En adoptant, à une courte majorité, un article introduit par la droite, le Sénat est revenu sur le dispositif qui permet aux étrangers en situation irrégulière de bénéficier d’un accès aux soins. Il le remplace par une « aide médicale d’urgence », concentrée sur les maladies graves.
Le débat sur l’aide médicale d’urgence (AME) s’est invité dans les débats sur le projet de loi asile et immigration du Sénat. Ce dispositif, qui permet aux étrangers en situation irrégulière, qui en font la demande, d’accéder à des soins (à condition de résider en France depuis plus de 3 mois et de ne pas dépasser un certain niveau de revenus), est dans le viseur de la droite depuis plusieurs années, qui veut le recentrer uniquement sur les soins d’urgence.
Au troisième jour de l’examen du texte, les sénateurs ont adopté ce jeudi soir l’article 10AA, transformant l’aide médicale d’État en une « aide médicale d’urgence ». Avec une courte majorité. 144 sénateurs ont voté en faveur de la mesure, 137 contre, et 62 se sont abstenus. La mesure n’a pas fait l’unanimité, puisque par exemple le président (LR) de la commission des Affaires sociales Alain Milon s’est prononcé contre. Le groupe LR s’est surtout retrouvé isolé, lâché par ses alliés de l’Union centriste mais des Indépendants – l’équivalent des « constructifs » au Sénat – qui ont préféré s’abstenir.
La nouvelle aide serait prévue dans quatre situations
La modification avait été introduite en commission des Lois par le sénateur Roger Karoutchi. Cette nouvelle aide offrirait une prise en charge uniquement dans le traitement des « maladies graves et des douleurs aiguës », les vaccinations réglementaires, les soins liés à la grossesse ou encore la médecine préventive.

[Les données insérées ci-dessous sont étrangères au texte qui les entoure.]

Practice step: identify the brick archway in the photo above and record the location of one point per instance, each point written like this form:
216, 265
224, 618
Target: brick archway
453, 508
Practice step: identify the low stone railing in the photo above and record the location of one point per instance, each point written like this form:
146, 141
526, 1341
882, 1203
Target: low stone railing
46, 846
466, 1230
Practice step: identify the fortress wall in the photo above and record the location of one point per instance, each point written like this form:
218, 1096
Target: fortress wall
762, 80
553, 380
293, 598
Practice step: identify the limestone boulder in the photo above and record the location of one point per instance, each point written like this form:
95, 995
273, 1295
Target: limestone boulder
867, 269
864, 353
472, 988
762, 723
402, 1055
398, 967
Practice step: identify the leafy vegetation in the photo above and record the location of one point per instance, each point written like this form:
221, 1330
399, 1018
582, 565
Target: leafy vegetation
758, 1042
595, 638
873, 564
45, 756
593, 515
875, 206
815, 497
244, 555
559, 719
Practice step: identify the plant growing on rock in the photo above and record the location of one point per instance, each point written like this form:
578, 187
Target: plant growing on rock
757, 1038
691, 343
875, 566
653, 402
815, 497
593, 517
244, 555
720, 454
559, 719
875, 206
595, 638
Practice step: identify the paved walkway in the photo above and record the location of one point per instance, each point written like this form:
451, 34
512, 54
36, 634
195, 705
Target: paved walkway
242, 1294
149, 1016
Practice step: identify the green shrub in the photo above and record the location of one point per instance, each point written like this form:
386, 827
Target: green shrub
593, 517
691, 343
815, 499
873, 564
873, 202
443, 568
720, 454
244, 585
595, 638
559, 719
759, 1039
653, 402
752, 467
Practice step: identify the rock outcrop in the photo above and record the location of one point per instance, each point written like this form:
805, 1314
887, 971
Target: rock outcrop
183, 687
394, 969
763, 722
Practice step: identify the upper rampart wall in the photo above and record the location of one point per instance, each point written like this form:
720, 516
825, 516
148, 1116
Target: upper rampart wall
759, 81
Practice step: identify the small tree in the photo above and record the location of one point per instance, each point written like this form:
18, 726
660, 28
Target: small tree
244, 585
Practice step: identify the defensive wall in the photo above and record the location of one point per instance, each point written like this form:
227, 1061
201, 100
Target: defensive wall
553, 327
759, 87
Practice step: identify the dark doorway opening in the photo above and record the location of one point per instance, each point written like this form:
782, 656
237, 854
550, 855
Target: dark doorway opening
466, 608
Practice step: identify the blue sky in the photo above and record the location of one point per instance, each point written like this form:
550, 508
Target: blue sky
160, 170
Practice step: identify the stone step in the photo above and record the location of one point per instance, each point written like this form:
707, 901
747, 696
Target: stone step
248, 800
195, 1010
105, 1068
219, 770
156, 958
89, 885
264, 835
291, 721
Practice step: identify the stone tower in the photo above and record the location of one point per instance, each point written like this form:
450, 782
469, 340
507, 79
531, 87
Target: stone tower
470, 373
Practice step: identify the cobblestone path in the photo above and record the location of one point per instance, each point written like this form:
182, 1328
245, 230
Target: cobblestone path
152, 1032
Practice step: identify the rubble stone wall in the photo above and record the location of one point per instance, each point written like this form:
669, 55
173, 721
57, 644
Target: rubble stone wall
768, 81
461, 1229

Les deux groupes de gauche, le RDSE (à majorité radicale) et le groupe La République en marche, de même que le gouvernement, ont tenté de faire adopter chacun, en vain, un amendement supprimant l’article. La sénatrice communiste Laurence Cohen a dénoncé une mesure « extrêmement grave » et une « atteinte aux acquis sociaux et aux droits des étrangers malades ».
« Une vieille lune » de la droite
Le sénateur LREM Richard Yung a, lui, parlé d’un article d’ « injuste » et « presque cynique ». « C’est une vieille lune, une sorte de marotte » de la droite, s’est-il exclamé, faisant référence aux débats budgétaires chaque année, au cours desquels la droite sénatoriale tente de réduire les crédits de l’AME.